Hydrocarbon Potential of Oligocene Rocks in the Eastern Mediterranean: A Frontier Basin Below Salt

Summary The Oligocene succession in the Eastern Mediterranean, particularly within the Nile Delta Basin, represents a technically promising yet underexplored frontier for hydrocarbon exploration, largely due to historical challenges in pre-salt imaging. This study integrates a newly reprocessed mega-seismic dataset covering the East Nile Delta basin. Advanced imaging techniques, including reverse time migration (RTM) and anisotropic velocity modeling, have significantly enhanced subsurface resolution, enabling the identification of sequence stratigraphy beneath the Messinian salt and extending to deeper stratigraphic levels. These improvements have also facilitated the recognition of Cretaceous paleo-highs and their influence on Oligocene sedimentation.

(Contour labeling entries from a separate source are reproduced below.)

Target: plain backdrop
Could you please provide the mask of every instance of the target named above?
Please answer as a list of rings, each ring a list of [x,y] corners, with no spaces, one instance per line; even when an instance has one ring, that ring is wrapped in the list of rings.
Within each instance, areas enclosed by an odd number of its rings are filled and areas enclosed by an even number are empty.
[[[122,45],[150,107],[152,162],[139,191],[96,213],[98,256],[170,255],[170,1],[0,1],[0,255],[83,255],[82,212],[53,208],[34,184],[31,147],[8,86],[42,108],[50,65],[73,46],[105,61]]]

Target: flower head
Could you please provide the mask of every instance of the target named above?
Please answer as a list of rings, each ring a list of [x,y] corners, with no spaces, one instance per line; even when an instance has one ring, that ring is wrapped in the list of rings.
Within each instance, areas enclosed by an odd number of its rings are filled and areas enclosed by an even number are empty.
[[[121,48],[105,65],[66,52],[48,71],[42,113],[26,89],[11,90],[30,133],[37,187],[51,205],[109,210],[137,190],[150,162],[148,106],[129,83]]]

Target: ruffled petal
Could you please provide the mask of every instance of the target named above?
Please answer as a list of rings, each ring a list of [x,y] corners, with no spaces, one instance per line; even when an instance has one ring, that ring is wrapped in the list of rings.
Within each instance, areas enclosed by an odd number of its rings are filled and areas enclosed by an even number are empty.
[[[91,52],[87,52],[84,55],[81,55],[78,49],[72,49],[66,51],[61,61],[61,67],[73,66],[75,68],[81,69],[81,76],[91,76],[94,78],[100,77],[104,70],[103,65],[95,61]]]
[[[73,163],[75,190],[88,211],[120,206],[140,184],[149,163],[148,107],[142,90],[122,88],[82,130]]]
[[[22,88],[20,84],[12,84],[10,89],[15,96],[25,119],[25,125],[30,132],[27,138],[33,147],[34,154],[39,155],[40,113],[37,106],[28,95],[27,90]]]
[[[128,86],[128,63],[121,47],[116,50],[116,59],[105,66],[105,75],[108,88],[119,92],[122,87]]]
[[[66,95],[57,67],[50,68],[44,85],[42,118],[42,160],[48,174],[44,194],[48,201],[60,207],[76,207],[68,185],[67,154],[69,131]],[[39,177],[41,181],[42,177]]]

The well database comprises hundreds of wells, with particular emphasis on deep penetrations and those specifically targeting the Oligocene interval as a key stratigraphic objective. The Oligocene interval contains all essential petroleum system elements. Reservoir-quality turbidite sandstones of the Tineh Formation exhibit porosity values ranging from 11% to 17% and horizontal permeability between 30 and 132 mD, based on SCAL data. Lower-quality facies, typically silty in composition, display reduced reservoir properties, with permeability as low as 0.04 mD and porosity around 5%. Source rocks are predominantly marine shales containing mixed Type II–III and mainly Type III kerogen, with total organic carbon (TOC) values ranging from 0.80 to 1.60 wt% in the studied wells. Thick marine and intra-formational shales provide effective sealing capacity. The traps identified are hybrid in nature, combining four-way dip closures, fault-related folds, and channelized sandstone reservoirs. The spatial correlation between Oligocene discoveries and depocenter margins—shaped by pre-existing Cretaceous to early Tertiary structural highs—highlights the role of inherited tectonics in controlling hydrocarbon accumulation. Most Oligocene trap formation occurred from the syn- deposition to Miocene period, with wet gas expulsion predominantly during the Messinian. This integrated geophysical and geological evaluation confirms the significant gas potential of the Oligocene play and positions the Eastern Mediterranean as a compelling frontier basin beneath the Messinian salt.